IUD (Intrauterine Device): Another birth control option
Originally Published: April 6, 2001 - Last Updated / Reviewed On: May 1, 2009
As I looked in your list for contraception methods, I couldn't find a thing called "Intrauterinpessar," or maybe it's a bad translation of the popular German word, "coil." Isn't that used in the U.S.? Are there reasons for not using them? Thank you for answering.
— A European Woman
Dear A European Woman,
You're probably referring to a method of contraception known in the United States as the intrauterine device, or IUD for short. An IUD is a small device that a health care provider inserts into a uterus, through the cervix, as long as a woman isn't pregnant. Some IUDs have a coiled shape, which may explain the German translation that you mentioned. Others, such as the ones available in the U.S., resemble the letter "T."
Today, two types of IUDs are used in the States. Both are approved by the U.S. Food and Drug Administration (FDA). In the past, before the approval of today's IUDs, some women experienced severe complications from certain IUDs. The devices that caused these problems have since been taken off the market. Partly due to its past negative image — and despite its advantages — the IUD is still not as commonly used among U.S. women as it is among women living elsewhere, especially in Europe. More than 85 million women worldwide use IUDs.
While some IUDs are effective for a year, others can last up to twelve years. Depending on the type of IUD, either copper ions or the hormone progestin is released. Copper ions prevent fertilization by immobilizing sperm. Hormonal IUDs not only impair sperm mobility, they also thicken the cervical mucus to help keep sperm from entering the uterus. Both kinds of IUDs change the uterine lining to prevent implantation if an egg is fertilized.
All IUDs have one or more plastic strings at the base that hang down through the opening of the cervix into the vaginal canal. The string(s) need to be checked after each period to be sure that the IUD is in place. It's especially important to feel for the strings every so often during the first few months after insertion — this is when the IUD is most likely to be expelled. If it does come out, contact a health care provider as soon as possible.
As with any method of birth control, the IUD has its advantages and disadvantages.
- High level of protection against pregnancy — both types of IUDs are over 99 percent effective
- Long-term protection
- Cost-effective — according to Planned Parenthood, IUDs are "the most inexpensive long-term reversible method of contraception available in the world"
- Allows women to be more spontaneous — there's nothing to insert or put in place before sex
- Privacy — no pills or packaging that can embarrass some women
- Doesn't interfere with sex — neither a woman nor her partner will feel an IUD during sex
- Can be removed at any time by a health care provider
- The copper IUD can be used by women who cannot use hormonal methods of birth control
- Fertility resumes when it is removed, if a woman does not experience certain serious complications from the IUD
- The copper IUD can be inserted for emergency contraception within five days of unprotected sex
- Needs to visit a health care provider for insertion, follow-up exams (including yearly Pap smears as part of a regular gyn exam), and removal
- Does not protect against sexually transmitted infections (STIs)
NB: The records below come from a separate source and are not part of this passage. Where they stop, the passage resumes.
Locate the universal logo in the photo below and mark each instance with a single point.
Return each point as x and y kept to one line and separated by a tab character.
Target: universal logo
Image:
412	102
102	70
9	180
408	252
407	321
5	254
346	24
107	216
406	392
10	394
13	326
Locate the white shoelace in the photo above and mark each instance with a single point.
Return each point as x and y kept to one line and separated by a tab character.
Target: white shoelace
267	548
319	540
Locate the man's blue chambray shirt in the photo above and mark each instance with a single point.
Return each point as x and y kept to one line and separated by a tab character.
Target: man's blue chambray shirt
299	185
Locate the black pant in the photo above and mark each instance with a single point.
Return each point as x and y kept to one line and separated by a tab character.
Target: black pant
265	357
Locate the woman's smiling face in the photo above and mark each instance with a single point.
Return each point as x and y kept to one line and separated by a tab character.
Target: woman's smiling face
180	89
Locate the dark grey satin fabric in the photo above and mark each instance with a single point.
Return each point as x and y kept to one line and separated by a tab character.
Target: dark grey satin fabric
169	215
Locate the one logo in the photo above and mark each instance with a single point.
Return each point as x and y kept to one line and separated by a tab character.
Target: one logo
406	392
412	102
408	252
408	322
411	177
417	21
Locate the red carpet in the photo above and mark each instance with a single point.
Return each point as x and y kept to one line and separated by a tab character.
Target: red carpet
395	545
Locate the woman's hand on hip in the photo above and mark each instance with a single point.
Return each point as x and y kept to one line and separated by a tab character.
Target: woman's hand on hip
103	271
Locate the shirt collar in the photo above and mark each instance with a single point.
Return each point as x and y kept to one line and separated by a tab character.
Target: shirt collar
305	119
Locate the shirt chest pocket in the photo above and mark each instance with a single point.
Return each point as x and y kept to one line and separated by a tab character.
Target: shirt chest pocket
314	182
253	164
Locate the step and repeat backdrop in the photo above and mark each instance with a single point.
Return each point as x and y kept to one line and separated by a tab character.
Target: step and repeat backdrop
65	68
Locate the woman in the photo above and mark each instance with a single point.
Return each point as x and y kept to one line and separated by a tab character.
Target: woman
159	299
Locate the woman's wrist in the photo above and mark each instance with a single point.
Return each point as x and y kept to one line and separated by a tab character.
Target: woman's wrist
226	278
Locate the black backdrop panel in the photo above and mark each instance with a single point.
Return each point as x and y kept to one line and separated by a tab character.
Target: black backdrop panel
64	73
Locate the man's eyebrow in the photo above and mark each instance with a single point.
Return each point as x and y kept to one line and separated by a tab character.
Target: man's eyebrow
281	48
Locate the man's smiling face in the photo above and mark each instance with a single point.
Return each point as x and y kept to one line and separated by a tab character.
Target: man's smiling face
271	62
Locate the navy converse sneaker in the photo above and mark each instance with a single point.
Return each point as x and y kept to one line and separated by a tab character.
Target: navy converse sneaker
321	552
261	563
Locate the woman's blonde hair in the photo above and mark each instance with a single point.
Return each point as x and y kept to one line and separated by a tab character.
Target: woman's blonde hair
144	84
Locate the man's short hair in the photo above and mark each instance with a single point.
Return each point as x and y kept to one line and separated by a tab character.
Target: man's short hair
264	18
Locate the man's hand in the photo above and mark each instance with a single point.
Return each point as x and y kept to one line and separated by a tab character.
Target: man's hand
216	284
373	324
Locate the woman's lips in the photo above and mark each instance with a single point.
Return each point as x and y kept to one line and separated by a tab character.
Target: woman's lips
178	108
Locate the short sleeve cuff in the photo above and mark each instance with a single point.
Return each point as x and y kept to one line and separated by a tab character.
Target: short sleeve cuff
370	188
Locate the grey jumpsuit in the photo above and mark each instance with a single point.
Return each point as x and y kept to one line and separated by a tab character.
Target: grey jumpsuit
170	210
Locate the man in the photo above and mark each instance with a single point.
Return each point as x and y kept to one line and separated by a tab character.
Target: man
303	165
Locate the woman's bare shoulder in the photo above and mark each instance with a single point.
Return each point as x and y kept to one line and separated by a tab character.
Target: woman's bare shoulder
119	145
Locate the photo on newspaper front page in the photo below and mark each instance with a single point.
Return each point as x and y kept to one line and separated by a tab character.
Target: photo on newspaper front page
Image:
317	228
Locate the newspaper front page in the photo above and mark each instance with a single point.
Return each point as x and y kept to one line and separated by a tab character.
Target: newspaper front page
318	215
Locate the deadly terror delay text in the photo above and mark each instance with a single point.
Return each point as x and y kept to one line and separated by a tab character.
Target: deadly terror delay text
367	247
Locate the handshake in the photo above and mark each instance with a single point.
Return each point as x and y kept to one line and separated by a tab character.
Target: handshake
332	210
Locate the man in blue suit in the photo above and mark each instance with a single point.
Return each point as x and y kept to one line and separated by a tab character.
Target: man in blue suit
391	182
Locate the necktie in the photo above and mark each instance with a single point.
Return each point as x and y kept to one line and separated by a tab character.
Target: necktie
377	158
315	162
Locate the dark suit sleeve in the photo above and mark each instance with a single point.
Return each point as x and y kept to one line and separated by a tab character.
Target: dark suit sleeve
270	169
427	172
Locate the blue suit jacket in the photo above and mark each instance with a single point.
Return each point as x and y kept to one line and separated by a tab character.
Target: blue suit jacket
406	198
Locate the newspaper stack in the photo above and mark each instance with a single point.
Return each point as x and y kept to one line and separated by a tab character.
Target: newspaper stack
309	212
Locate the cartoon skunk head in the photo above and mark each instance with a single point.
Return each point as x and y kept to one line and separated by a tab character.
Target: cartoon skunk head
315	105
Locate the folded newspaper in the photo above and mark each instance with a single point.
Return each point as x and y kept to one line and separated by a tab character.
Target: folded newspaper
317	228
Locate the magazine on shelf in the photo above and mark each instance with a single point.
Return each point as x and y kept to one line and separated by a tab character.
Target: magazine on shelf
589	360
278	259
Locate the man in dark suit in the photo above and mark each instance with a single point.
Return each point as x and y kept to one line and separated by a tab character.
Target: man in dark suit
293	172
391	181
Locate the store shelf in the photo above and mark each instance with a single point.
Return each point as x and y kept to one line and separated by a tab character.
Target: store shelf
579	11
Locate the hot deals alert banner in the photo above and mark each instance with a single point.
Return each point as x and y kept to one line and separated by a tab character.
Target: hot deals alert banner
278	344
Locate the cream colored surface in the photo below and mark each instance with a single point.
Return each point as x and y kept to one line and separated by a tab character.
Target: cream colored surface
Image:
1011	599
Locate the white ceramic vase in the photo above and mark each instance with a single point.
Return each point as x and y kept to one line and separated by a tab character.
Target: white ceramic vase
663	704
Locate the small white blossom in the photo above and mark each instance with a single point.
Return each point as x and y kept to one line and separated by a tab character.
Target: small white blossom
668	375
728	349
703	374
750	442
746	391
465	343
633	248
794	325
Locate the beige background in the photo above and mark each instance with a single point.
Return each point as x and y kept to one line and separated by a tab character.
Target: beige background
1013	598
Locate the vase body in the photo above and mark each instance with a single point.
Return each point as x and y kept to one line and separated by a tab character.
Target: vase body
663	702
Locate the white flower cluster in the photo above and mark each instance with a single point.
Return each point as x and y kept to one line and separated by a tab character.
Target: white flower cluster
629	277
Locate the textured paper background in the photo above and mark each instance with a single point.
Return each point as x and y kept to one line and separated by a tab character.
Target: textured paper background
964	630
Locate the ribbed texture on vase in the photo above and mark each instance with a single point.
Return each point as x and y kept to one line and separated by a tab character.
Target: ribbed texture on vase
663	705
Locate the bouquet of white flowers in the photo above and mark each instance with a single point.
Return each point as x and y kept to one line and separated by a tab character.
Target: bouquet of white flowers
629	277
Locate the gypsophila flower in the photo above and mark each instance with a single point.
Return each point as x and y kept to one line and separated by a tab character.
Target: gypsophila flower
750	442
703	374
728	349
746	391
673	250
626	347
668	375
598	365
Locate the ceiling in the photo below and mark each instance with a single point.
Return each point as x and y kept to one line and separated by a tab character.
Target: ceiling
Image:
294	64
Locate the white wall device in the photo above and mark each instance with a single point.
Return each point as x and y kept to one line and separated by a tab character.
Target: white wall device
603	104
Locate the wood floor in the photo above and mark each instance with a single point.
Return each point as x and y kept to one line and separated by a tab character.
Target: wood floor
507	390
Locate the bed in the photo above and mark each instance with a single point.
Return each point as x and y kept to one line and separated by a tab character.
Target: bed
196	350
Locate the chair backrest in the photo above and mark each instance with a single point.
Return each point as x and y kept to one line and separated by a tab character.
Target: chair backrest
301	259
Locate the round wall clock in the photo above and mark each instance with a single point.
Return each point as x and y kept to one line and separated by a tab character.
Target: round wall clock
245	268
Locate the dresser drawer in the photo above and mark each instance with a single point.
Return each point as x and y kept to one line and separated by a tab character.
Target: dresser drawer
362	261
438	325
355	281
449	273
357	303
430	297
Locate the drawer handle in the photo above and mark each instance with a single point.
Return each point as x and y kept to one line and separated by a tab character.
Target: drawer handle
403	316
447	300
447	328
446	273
- Some women may need to use a back-up method of birth control at first. Copper IUDs are effective right away, but hormonal IUDs are only effective immediately if they're inserted during a woman's period. If they're inserted at any other point during her cycle, it's recommended that she also uses another form of birth control, such as the contraceptive foam, spermicidal jelly, or a condom, if she has vaginal sex in the first seven days after insertion. (Regardless of the kind of IUD used, some women choose to use a back-up method for the first few months in case the IUD accidentally comes out without being noticed.)
- Some women, especially those who have never given birth, who have heavy periods, or who experience severe menstrual pain, expel the IUD in the first few months. In addition, a woman who has expelled an IUD is more likely to expel it again than a woman who has never expelled an IUD.
- Some women experience complications during and shortly after insertion, including cramping, dizziness, backache, and spotting between periods
- Possible change in menstrual flow, pelvic inflammatory disease (PID), perforation of the uterus, or embedding of the IUD in the uterine lining
- If pregnancy occurs, the IUD must be removed to prevent pelvic infection or miscarriage
The IUD is primarily recommended for women who are in mutually monogamous relationships and at low risk for STIs. While serious complications from IUD use are rare, certain STIs will increase the risk for PID, which, if untreated, can lead to infertility. In particular, women who've had gonorrhea, chlamydia, or PID in the past twelve months shouldn't get an IUD.
If a woman is considering the IUD, and wonders if it's right for her, discussing her and her family's medical history with a health care provider is a good first step. It's also important to read the informational brochure from the IUD manufacturer and talk about the benefits and risks associated with the specific type of IUD that is recommended.